Legislature aims to protect student athletes
WASHINGTON -- Congress has moved to impose tougher penalties on unethical sports agents who lure student athletes into contracts that compromise their amateur standing and damage the reputations of their schools.
The legislation, which passed by voice vote in the Senate late Thursday and now goes to the president for his signature, was promoted by Rep. Tom Osborne, R-Neb., the former star Nebraska football coach.
"As a former coach, I witnessed time and again sports agents illegally using cash and gifts to recruit student-athletes," Osborne said in a statement Friday. "This unethical behavior on behalf of the sports agents threatens the athletes' eligibility and harms the integrity of college sports."
The NCAA has rules, and some states have standards, for sports agents, but Rep. Bart Gordon, D-Tenn., principal author of the bill, said that hasn't stopped some unscrupulous agents from "aggressively pursuing these kids anyway, possibly ruining a chance to compete on the college level and get a degree."

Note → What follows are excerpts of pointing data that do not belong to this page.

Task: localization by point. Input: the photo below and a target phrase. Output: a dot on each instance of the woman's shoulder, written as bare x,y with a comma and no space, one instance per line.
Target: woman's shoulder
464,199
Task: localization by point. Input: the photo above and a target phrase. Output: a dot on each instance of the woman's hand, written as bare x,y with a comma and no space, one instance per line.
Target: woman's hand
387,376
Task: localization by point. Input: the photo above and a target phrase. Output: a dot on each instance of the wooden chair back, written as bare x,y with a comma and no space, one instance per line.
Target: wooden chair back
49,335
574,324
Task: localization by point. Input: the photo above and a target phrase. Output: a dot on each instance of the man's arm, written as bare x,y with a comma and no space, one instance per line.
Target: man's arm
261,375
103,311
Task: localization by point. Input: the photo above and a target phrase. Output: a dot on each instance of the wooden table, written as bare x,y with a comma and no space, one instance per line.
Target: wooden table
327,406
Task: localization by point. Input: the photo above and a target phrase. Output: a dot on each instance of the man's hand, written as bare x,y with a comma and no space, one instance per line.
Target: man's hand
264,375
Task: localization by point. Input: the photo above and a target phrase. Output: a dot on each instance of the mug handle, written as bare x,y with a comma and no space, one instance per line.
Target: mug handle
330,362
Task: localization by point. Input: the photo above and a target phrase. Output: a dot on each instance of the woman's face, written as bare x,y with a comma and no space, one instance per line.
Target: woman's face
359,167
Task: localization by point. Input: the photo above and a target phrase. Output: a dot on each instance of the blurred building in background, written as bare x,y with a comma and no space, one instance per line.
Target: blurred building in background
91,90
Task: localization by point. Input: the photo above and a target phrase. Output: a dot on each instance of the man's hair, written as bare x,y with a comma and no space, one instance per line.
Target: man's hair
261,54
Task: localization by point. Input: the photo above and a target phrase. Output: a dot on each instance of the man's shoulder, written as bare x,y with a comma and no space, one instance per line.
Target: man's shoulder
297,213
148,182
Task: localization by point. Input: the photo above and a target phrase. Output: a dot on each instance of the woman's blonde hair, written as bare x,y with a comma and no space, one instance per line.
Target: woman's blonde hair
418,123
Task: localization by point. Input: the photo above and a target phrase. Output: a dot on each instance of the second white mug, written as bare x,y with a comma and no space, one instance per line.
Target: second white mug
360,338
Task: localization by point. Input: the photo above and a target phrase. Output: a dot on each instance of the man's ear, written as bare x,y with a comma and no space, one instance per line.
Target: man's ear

The legislation would bar agents from recruiting student athletes by giving false or misleading information or providing anything of value to the athlete or his family before entering into a contract.
The agent must also disclose in writing that the athlete may lose NCAA eligibility after signing an agency contract and requires the athlete and the agent to notify the school's athletic director that the athlete has signed a contract so the school does not play a now-ineligible athlete in a game.
Violators would face civil actions by the Federal Trade Commission and state attorneys general and fines of up to $11,000 a day could be levied for each offense.
Sen. John McCain, R-Ariz., said the legislation would provide a federal backstop for NCAA efforts on behalf of the Uniform Athlete's Agent Act, which requires sports agents to be registered with the states in which they operate and provides uniform laws addressing their conduct. He said the legislatures of 29 states have passed the act.